"Saying you don't care about privacy because you have nothing to hide is like saying you don't care about freedom of speech because you have nothing to say. It's not that you have something to hide, it's that you have something to protect: your freedom." Edward Snowden
Recently, as a sign of privacy concerns when surfing the Web, many browsers have included a private browsing mode in their user interface that allows users to browse privately. In these browsers, these modes are known as Private Browsing, InPrivate or Incognito.

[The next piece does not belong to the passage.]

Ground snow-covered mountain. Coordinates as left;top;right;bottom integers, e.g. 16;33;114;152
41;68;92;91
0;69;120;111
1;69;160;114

However, these modes do not offer a complete solution for privacy-preserving browsing.
The main objectives of these private browsing modes are twofold.
- Firstly, to leave no trace on the user's computer of the websites visited.
- Secondly, that the user's activity cannot be linked to the Web sites visited and that the activities performed in private mode are not known in public mode.
Thus, these modes offer only a partial solution, as users could be tracked, for example, from their Internet Protocol (IP) address.
The high-level process
- When a user enters the URL of a web site into his web browser, the browser sends an HTTP GET request to the web server.
- The server responds with an HTTP 200 OK response that includes the requested HTML page.
- The browser processes the HTML page and downloads all the web objects included in it, such as images, scripts, style sheets, etc. These objects are requested from the web server or from other third-party servers if the HTML page includes elements found on other websites. These third-party websites may be ad servers, market researchers, affiliate marketers, retargeters, third-party data collectors, etc. and may pose risks to user privacy. These objects may also be advertisements or Web bugs.
- The web browser activity ends once all objects have been downloaded, and the process repeats again when the user clicks on a new link.
Websites may collect information such as user name, email address, location information, interests and access patterns. This information is used to create user profiles. Profiles are used both to enhance the user experience and provide personalized services and for marketing purposes and to attract more advertisers.
The information collected is used for targeted advertising and dynamic pricing. However, this collection of information poses a threat to user privacy if it is not done with the user's explicit consent. The privacy dimension of information collection requires that data be collected only with the knowledge and explicit consent of the user.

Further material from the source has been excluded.